Glyceryl Trinitrate (Nitroglycerine): It is a volatile liquid and prototype vasodilator to treat angina pectoris. It is the most widely used drug to produce quick relief from angina pain due to exercise or stress. It can be used as both a short-acting vasodilator or antianginal drug and a long-acting vasodilator and antianginal drug. Its duration of action depends upon dosage form and route of administration. Nitroglycerine sublingual tablets and nitroglycerine oral spray are the most commonly used dosage forms to control angina pectoris.

• Mechanism of action: Glyceryl trinitrate is metabolised in smooth muscles to form nitrite to nitrous oxide. Nitrous oxide increases the concentration of cGMP which causes dephosphorylation of myoscine. Dephosphorylated myoscine (inactive myoscine) leads to smooth muscle relaxation.

• Pharmacological effects: Nitroglycerine causes vasodilation in peripheral blood vessels and coronary blood vessels. Peripheral blood vessel pools blood in vain and artery.

  This decreases the force of the heart and decreases cardiac muscle oxygen demand. Coronary blood vessel dilation increases blood supply and oxygen supply to cardiac muscles.

• Pharmacokinetics: Nitroglycerine is a lipid-soluble drug that is readily absorbed from the mucous membrane, and moderately absorbed from the intestine and skin. It undergoes first-pass metabolism in the liver and is also readily metabolised in body cells. Thus, the sublingual route is preferred to avoid first-pass metabolism in the liver. The second choice is a transdermal patch.

• Side effects: headache, postural hypotension, flushing and tachycardia.

• Tolerance: Tolerance develops rapidly. Tolerance subsides by nitrate-free period. Nitrate free period should be in the afternoon. Usually, angina pectoris precipitates more commonly during the morning hour.

• Dosage form: Nitroglycerine is a lipid-soluble volatile liquid that is administered as a sublingual tablet, oral spray, transdermal patch and oral tablet.

• Nitroglycerine sublingual tablets: Matrix of tablets is used to absorb volatile nitroglycerine. These tablets should be stored in tightly closed containers in a cool place to prevent drug volatilisation. Nitroglycerine sublingual tablet is used to avoid first-pass metabolism and quick absorption of the drug into the systemic circulation from the oral cavity mucus membrane. It produces its effect within minutes. Half-life is about 2 minutes. Thus, the duration of action of the drug depends upon the duration of nitroglycerine present in the oral cavity. If the effect of the drug is not required, it can be spit out or swallowed into GIT. These will immediately terminate the effect of nitroglycerine.

• Nitroglycerine sublingual spray: It acts more promptly than nitroglycerine sublingual tablet.
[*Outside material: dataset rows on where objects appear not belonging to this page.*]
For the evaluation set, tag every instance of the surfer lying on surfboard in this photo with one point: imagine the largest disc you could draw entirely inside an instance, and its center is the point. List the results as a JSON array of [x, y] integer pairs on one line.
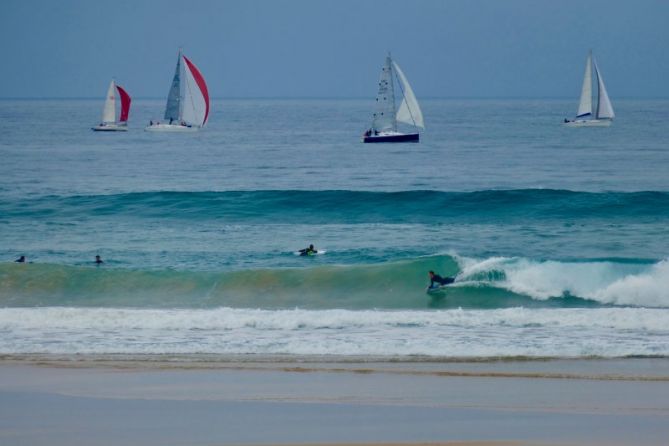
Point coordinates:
[[436, 281], [308, 251]]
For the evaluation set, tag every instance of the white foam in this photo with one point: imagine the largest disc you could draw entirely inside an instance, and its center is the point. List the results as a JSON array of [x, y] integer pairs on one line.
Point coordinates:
[[606, 282], [607, 332]]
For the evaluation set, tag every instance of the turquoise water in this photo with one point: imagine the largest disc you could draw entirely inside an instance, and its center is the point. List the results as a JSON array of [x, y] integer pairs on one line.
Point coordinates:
[[547, 229]]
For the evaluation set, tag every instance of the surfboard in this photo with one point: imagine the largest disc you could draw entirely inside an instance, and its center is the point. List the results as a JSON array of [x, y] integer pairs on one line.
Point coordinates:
[[317, 253], [441, 289]]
• Nitroglycerin tablet: The absorption rate of nitroglycerine from GIT is slower than the sublingual route. Nitroglycerin absorbed from GIT also undergoes first-pass metabolism in the liver. However, these disadvantages can be overcome by administering a large dose of nitroglycerine through the oral route.

  Sustained release tablet or capsule dosage form contains a large dose of nitroglycerine. These dosage forms are administered through the oral route to produce a prophylactic effect.
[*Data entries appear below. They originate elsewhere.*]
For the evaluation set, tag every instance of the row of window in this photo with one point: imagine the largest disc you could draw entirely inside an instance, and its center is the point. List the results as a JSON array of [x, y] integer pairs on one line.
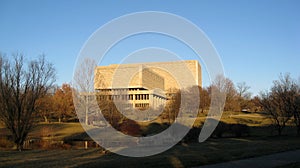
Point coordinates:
[[144, 105], [124, 97]]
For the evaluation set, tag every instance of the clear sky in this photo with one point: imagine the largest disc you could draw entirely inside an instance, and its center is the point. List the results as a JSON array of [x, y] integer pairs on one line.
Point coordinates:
[[256, 39]]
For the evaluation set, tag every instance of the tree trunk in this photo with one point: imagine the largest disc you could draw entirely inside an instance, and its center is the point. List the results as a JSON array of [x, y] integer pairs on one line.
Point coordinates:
[[20, 146], [279, 131], [45, 119]]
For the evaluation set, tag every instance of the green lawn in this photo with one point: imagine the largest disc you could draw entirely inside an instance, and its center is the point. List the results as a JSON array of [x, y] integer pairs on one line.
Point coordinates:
[[261, 142]]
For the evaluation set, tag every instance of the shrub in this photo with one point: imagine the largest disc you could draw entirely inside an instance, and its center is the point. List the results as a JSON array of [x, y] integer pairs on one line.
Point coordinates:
[[5, 143]]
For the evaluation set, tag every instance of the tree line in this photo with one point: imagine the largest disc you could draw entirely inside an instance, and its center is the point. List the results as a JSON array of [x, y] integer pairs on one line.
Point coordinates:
[[28, 95]]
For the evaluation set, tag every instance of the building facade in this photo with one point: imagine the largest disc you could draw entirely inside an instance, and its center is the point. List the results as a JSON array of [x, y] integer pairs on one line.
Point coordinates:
[[145, 85]]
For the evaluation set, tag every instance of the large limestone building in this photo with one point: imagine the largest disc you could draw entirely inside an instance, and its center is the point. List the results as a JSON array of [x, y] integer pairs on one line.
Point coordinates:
[[144, 85]]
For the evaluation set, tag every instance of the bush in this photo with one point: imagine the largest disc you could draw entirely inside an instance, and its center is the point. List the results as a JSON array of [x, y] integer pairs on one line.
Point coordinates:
[[231, 130], [5, 143], [239, 129]]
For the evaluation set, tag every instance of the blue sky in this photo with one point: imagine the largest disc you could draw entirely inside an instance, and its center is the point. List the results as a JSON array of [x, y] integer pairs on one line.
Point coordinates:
[[256, 39]]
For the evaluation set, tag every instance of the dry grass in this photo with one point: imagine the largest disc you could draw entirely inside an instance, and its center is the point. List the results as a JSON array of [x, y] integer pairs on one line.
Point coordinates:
[[186, 155]]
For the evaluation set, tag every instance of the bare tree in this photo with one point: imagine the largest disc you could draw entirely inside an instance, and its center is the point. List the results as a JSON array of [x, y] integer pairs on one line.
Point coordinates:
[[225, 86], [20, 88], [243, 90], [84, 93], [281, 101]]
• Nitroglycerine patches: Nitroglycerine is also absorbed from the skin. A transdermal patch of nitroglycerine in the matrix (polymer/reservoir) fixed to an adhesive patch is applied on the skin. It can provide nitroglycerine continuously for 2 to 24 hours. The onset of action starts within an hour with a bioavailability of 70 to 90%. A nitroglycerine transdermal patch to apply on gum in between the gum and upper lips is also available. Its onset of action starts within a few minutes. It can provide drugs for 4 to 6 hours to control angina. (ischaemia pain).

• Nitroglycerine ointment: It contains 2% nitroglycerine. It has a slow onset of action. Its effect lasts for 4 to 7 hours.
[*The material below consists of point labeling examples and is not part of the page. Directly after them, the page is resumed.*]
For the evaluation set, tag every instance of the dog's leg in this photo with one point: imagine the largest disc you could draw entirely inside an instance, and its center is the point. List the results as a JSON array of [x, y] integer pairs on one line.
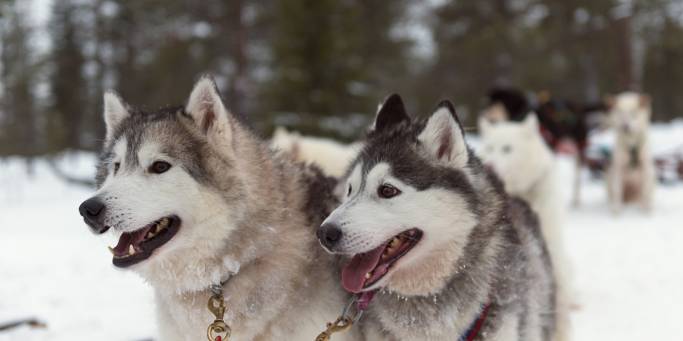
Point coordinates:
[[649, 182], [576, 196], [616, 188]]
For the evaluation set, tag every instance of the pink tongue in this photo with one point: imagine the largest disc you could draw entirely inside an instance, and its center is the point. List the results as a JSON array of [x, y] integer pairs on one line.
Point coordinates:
[[353, 274], [128, 238]]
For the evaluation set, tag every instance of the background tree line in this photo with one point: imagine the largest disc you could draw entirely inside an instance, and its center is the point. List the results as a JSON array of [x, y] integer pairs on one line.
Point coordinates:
[[321, 66]]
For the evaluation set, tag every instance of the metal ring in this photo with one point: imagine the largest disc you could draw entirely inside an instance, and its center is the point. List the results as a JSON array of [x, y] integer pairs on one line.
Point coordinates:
[[346, 310]]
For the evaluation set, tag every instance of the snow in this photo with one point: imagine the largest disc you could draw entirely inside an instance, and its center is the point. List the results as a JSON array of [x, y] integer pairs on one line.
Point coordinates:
[[627, 274]]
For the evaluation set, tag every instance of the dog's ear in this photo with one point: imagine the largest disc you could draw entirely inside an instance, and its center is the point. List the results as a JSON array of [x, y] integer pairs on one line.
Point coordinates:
[[484, 125], [115, 111], [609, 101], [390, 113], [645, 100], [206, 108], [443, 138], [531, 123]]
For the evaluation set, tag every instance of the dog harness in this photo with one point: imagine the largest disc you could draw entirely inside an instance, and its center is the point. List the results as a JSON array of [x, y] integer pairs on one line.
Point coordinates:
[[476, 326]]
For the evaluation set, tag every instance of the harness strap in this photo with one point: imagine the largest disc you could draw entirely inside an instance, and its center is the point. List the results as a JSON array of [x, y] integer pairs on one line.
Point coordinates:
[[476, 326]]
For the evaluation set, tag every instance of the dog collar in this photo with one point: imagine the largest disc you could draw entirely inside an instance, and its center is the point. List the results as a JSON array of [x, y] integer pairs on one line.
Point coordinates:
[[476, 326]]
• Nitroglycerine intravenous infusion: It is used in unstable angina, left ventricle fibrillation, coronary vasospasm, hypertension, during heart surgery. Advantages of this dose are prompt action, steady plasma concentration of drug, dose adjustment as per requirements; plasma concentration can be maintained as long as possible.

• Isosorbide dinitrate: Isosorbide dinitrate is a solid compound absorbed from mucous membranes in the oral cavity and GIT, does not undergo extensive first-pass metabolism and shows a variable rate of metabolism. Isosorbide dinitrate is metabolised in liver to form active metabolite isosorbide mononitrate. Isosorbide mononitrate is further metabolised to inactive glucuronide metabolites by glucuronidation. Both active metabolites are excreted in urine. Thus, Isosorbide mononitrate helps to prolong the duration of action of isosorbide dinitrate. Isosorbide dinitrate onset of action is slow with prolonged duration of action.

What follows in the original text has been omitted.